Saturday, September 12, 2015

Enough of ghost fishing: turning old fishing nets in skateboards and sunglasses.

According to the United Nations, every year an estimated 8 million metric tons of plastic pollution enters our oceans, and fishing nets (10% of all waste) are one of the most harmful forms of this destructive waste. More than 690 marine species are known to interact with marine litter. Turtles mistake floating plastic for jellyfish, and globally around one-third of all turtles are estimated to have eaten plastic in some form. The same is true for seabirds. Plastic also acts as a chemical magnet for environmental pollutants, such as metals, fertilizers, and persistent organic pollutants. These are adsorbed onto the plastic. When an animal eats the plastic “meal”, these chemicals make their way into their tissues and, in the case of commercial fish species, can make it into our dinner plates. Plastic waste is the scourge of our oceans, killing our wildlife, polluting our beaches, and threatening our food security. However, there are solutions!

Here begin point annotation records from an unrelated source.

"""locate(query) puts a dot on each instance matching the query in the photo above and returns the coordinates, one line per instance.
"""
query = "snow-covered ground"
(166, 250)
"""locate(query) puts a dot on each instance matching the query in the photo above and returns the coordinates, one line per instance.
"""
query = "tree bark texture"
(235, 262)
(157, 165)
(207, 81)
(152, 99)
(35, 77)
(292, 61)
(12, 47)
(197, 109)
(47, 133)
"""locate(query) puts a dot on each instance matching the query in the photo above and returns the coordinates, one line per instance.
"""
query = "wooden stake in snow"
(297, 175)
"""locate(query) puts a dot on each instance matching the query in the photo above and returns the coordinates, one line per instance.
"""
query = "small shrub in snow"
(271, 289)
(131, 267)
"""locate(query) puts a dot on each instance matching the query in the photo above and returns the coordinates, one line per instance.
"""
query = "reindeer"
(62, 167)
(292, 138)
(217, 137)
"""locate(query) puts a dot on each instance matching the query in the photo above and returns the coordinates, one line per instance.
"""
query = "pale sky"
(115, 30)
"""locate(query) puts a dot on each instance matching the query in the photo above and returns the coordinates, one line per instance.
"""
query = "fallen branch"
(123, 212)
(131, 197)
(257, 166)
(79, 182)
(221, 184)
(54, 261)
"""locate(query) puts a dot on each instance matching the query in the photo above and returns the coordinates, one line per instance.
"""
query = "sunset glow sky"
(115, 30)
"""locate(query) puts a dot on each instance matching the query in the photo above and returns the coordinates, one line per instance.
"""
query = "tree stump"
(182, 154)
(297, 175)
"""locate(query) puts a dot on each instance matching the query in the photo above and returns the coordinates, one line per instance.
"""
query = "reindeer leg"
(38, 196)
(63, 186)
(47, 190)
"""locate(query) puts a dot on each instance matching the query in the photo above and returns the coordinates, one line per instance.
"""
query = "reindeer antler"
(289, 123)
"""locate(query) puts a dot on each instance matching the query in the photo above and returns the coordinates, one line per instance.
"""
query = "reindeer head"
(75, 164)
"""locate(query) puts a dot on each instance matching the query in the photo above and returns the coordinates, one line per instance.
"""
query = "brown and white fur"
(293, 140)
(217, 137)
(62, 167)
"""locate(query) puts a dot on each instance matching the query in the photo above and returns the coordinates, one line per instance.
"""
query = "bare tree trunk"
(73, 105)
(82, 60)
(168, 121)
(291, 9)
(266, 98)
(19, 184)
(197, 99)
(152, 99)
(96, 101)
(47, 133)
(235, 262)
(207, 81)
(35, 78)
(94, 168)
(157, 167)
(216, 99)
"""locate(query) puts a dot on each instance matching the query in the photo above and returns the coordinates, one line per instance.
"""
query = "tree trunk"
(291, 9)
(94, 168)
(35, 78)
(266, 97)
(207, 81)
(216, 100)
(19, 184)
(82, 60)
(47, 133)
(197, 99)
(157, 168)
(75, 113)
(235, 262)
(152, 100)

On the coastline of Chile, the team behind Bureo Skateboards is helping out in style!The company uses some of these old fishing nets to make skateboard decks and sunglasses.
The three founders of Bureo – David Stover, Ben Kneppers and Kevin Ahearn – began working with the Chilean fishermen in 2013, after realizing that something had to be done about these abandoned nets. The team then set up a program called “Net Positiva” in late 2013. The program established net collection points, where fishermen can discard nets that they now consider useless for fishing. What is useless and over for some can be just the beginning for others. And the beginning takes multiple forms here. First of all, Bureo pays the local communities for every kilogram of fishing net collected. Such funds are administered by local NGO’s alongside with the leaders of local fishing syndicates. The idea is that the money be used on education and waste management programs aiming to prevent various forms of ocean plastic pollution.
Finally, the old nets are transported to a warehouse, sorted, shredded and melted down, before they are made into nylon pellets and injection-molded into Bureo’s signature fish-scale-patterned skateboards and sunglasses. One new skateboard requires 3 square meters of used nets.
Bureo, a word that comes from the native Mapuche Chilean language meaning “waves”, received seed funding from StartUp Chile and from IDEA, a Northeastern University’s venture accelerator fund. They have also received support from Patagonia’s “$20 Million and Change Fund", which was set up by the Patagonian founder Yvon Chouinard to support entrepreneurs who are “working with nature rather than using it up”.
Bureo is now looking to extend “Net Positiva” to fishing communities around the world, which will broaden the reach of its wave of positive change. We, here in Brazil, hope to see this wave coming soon to our shores!